We can now add one method to wrap it nicely.
The parse()
method will be our entry point; it will call parse_value()
to get a Bencode value and then ensure that there’s no extra garbage in the input.
impl Parser {
pub fn parse(&mut self) -> Result<BValue, Error> {
let value = self.parse_value()?;
if self.eof() {
return Ok(value);
} else {
return Err(String::from("garbage at the end of the input string"));
}
}
}
And there we go, a complete parser in about 150 lines of simple, beginner-level code! No need for an extra dependency, no need to learn yet another API, no need to remember the intricacies of closures in Rust. Just plain old, boring code.
Pros and cons
Now, let’s talk about the pros and cons of writing your own parser by hand. This is computer science after all, which means that there’s no One Solution To Rule Them All, only trade-offs to be weighed. Let’s start with the cons.
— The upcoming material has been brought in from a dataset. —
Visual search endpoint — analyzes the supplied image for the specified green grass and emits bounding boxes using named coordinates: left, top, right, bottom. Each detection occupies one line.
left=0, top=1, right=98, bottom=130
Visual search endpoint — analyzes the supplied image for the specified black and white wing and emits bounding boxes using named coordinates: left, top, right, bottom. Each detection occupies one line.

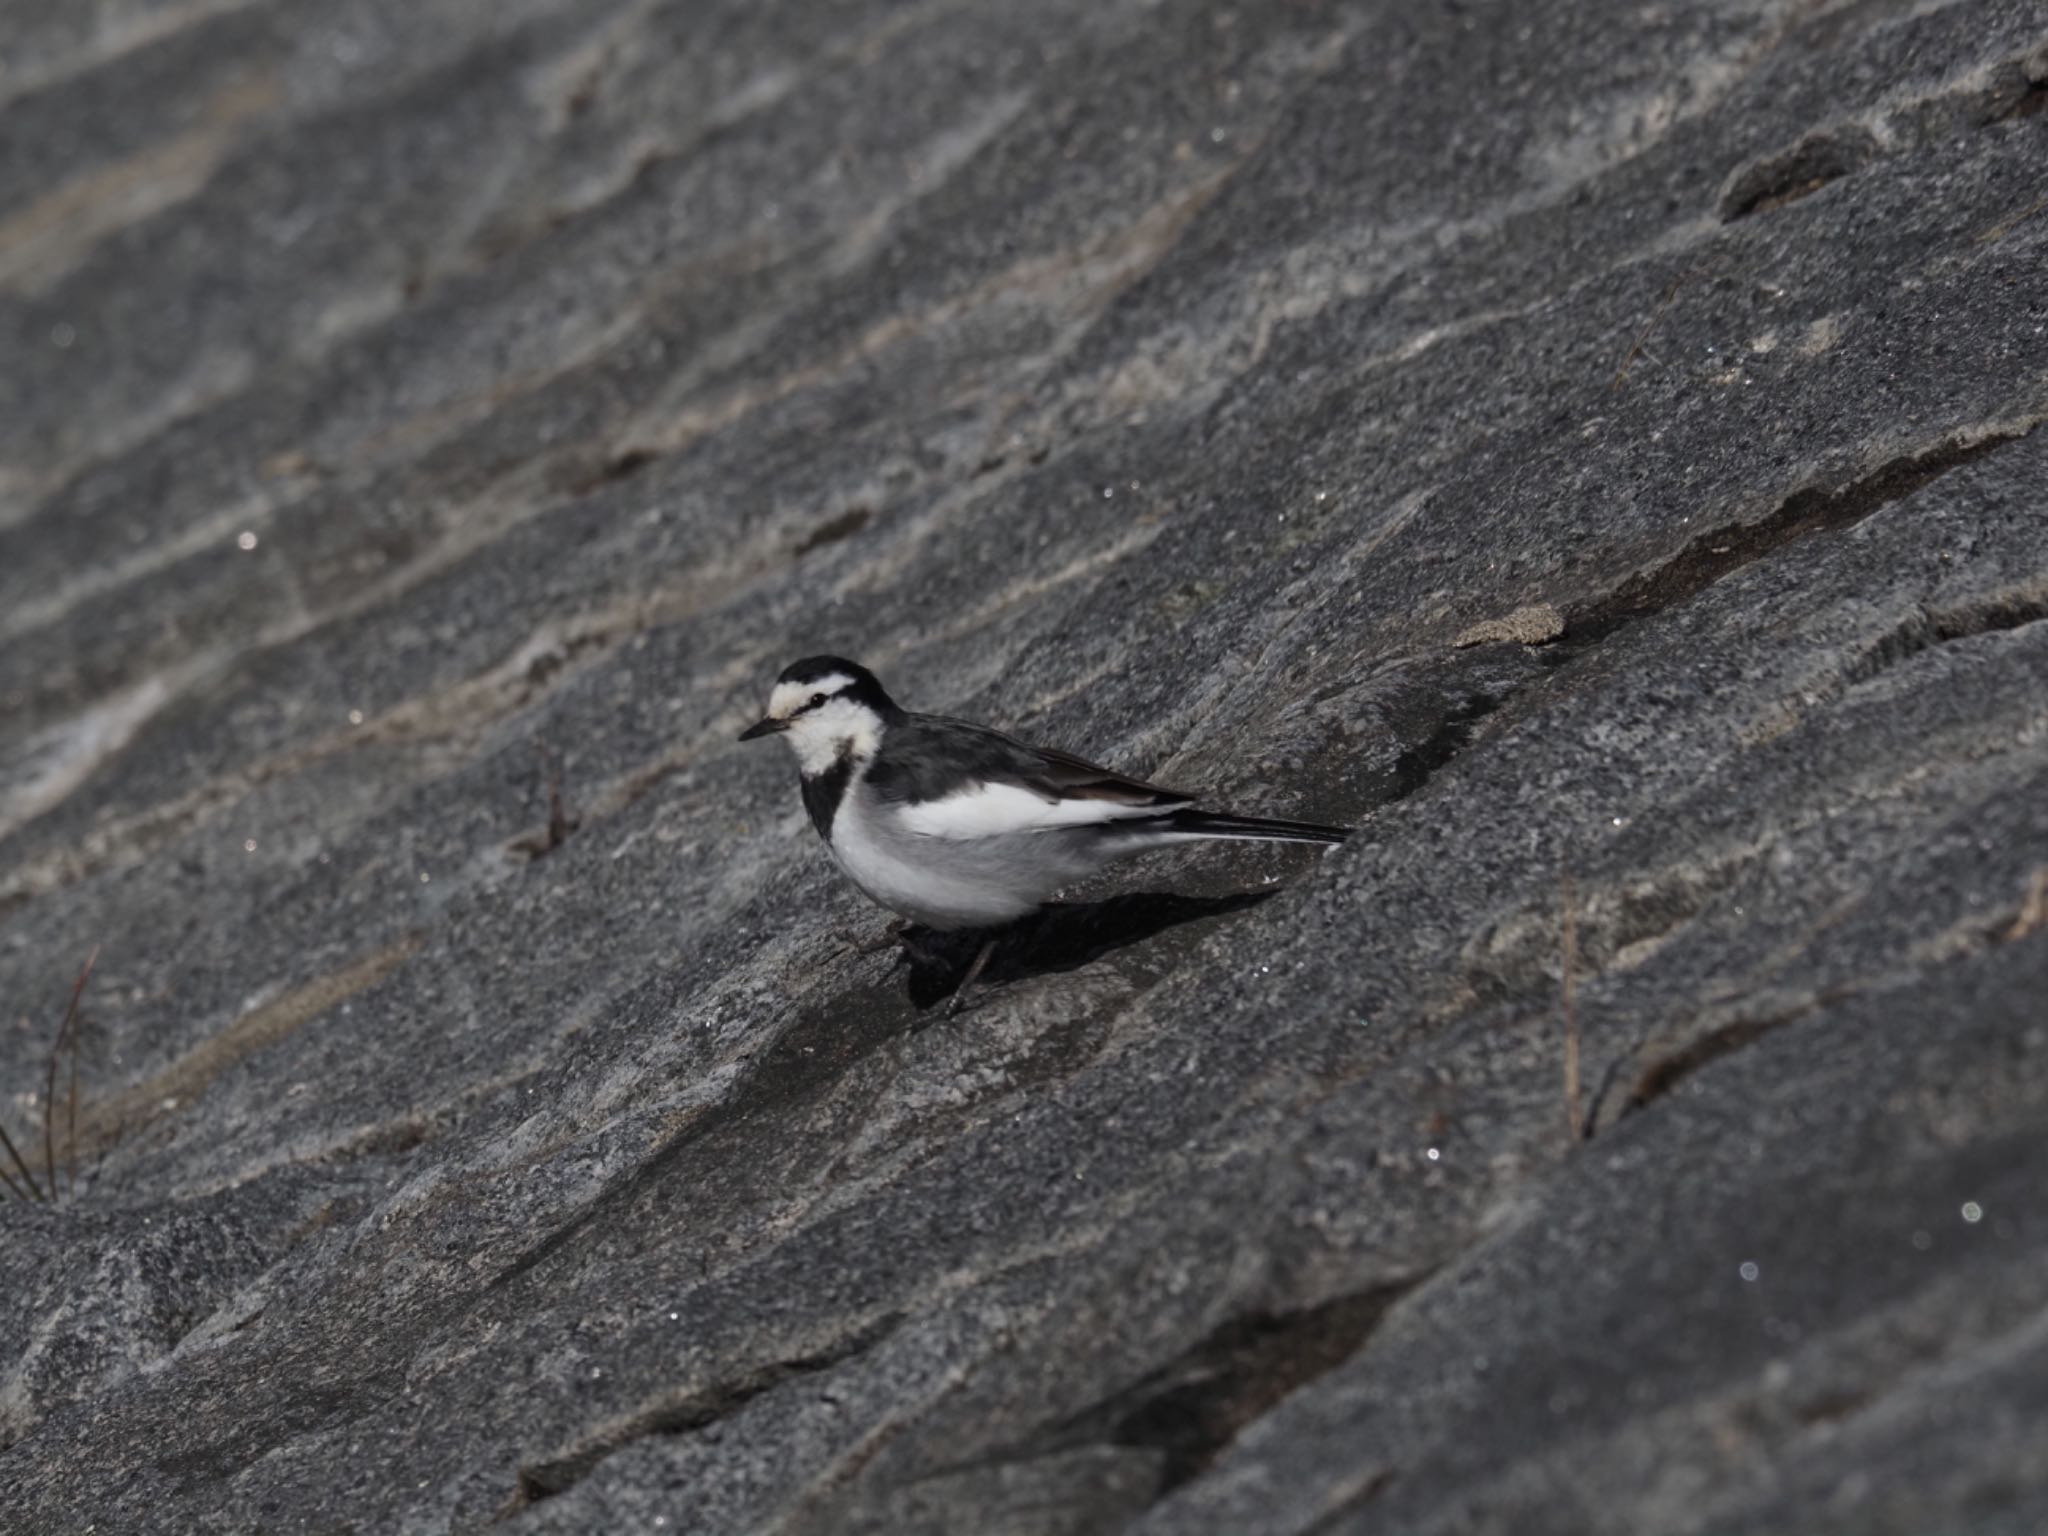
left=867, top=714, right=1194, bottom=839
- It’s easier to mess up. For example, we can make a mistake with
pos
and be pointing not exactly where we should be. Without good test coverage, a bug could lurk in a seldom-taken path and only appear in production. - No shared “parsing language” between projects. Everyone on the project needs to learn how this particular parser works; they don’t benefit (as much) from past experience.
- It takes more code. If we want to whip out a small parser in a couple minutes, the hand-written approach will require more code, more typing, and will likely take more time than using a parsing library.
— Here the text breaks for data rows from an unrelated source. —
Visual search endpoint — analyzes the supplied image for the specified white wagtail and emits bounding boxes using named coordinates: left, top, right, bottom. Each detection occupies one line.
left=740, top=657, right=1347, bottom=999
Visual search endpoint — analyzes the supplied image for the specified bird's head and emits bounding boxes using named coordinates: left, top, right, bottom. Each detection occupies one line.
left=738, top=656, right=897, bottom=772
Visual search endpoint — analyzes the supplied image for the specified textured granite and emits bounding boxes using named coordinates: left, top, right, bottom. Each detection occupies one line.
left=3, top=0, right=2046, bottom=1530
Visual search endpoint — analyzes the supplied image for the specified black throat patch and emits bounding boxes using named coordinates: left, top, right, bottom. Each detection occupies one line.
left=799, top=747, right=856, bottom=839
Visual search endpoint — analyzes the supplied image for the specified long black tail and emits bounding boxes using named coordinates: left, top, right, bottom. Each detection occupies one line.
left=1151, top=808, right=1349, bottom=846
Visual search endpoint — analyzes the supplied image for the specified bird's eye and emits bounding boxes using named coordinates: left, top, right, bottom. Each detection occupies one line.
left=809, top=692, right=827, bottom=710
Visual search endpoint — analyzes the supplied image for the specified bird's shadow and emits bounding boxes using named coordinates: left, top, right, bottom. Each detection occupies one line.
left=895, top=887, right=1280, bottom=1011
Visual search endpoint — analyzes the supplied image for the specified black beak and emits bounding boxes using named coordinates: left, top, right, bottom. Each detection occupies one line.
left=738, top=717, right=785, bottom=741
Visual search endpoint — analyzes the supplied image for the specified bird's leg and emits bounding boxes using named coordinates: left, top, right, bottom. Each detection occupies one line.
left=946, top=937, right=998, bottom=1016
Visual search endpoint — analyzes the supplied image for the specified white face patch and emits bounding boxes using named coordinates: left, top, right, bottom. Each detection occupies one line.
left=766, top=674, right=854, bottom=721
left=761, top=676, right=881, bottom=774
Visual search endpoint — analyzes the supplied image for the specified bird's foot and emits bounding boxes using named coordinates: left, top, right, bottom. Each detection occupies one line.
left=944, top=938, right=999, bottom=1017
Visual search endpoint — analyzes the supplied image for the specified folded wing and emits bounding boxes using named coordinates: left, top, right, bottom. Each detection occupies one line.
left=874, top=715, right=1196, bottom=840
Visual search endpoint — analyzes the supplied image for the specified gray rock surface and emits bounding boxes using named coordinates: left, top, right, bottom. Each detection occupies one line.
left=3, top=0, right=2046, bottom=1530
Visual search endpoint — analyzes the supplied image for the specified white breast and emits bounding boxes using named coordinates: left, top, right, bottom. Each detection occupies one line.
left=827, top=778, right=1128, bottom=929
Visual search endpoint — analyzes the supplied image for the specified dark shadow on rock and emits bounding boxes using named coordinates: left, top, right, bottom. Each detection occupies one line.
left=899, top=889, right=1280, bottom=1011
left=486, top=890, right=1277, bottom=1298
And the pros of the hand-written approach.
- Simpler code. As we saw, we only needed simple programming language features to build our Bencode parser. It’s not rare for parsing libraries to lean into more complex features, like closures, macros, traits, etc. This makes it easier for people to jump into the code (i.e., they don’t have to learn an external library) and it plays nicer with a debugger.
- Better error messages. One reason most production-level compilers have hand-written parsers is to give better error messages. When we can easily look at the state of the parser and have specific things for our language, it’s easier to give the user a clear message; in parsers generated by libraries, the error messages are often more generic and give less context.
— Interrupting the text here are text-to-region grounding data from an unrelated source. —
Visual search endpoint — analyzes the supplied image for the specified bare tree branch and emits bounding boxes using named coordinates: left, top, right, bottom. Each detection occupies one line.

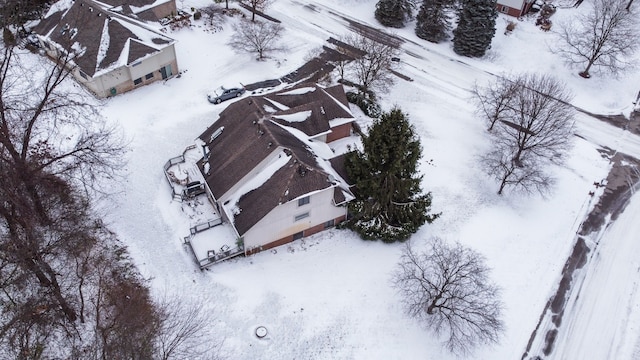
left=240, top=0, right=273, bottom=22
left=474, top=73, right=574, bottom=195
left=227, top=19, right=285, bottom=60
left=394, top=240, right=504, bottom=355
left=155, top=296, right=225, bottom=360
left=554, top=0, right=638, bottom=78
left=343, top=33, right=399, bottom=96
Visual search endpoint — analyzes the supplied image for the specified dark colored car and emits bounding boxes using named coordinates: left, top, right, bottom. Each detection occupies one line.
left=207, top=87, right=245, bottom=104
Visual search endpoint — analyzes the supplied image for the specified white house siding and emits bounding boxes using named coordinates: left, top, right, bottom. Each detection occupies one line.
left=75, top=44, right=178, bottom=97
left=241, top=186, right=346, bottom=253
left=84, top=67, right=129, bottom=97
left=129, top=43, right=178, bottom=80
- Performance. We didn’t spend one iota of energy in making our Bencode parser fast, but in my own tests, it runs about 3x faster than the nom-based parser.
- Fewer dependencies. Modern development relies very heavily on third-party libraries, with all the problems that can entail (e.g., left-pad). In Rust, extra dependencies can make the already-slow compile times even slower. Avoiding a third-party library avoids those extra liabilities.
Whether a hand-written parser or a library is preferable will depend on the project, but also on what you value.
Conclusion
You can see the whole parser in the Rust playground.
If you started reading this post thinking that parsing was difficult and needed specialized tools, I hope that this wall of text (and code) has helped you see that it’s actually much simpler and easier than it might appear. Of course, there are languages that are harder to parse than others and which will require more effort. Bencode was relatively easy, but other languages might require more involved techniques, e.g., if we can’t predict the next parsing method to call from just looking at the current byte, we may need to use a backtracking algorithm, which is harder, but in general, you’ll probably find that predictive, recursive-descent parser are more often applicable than they are insufficient.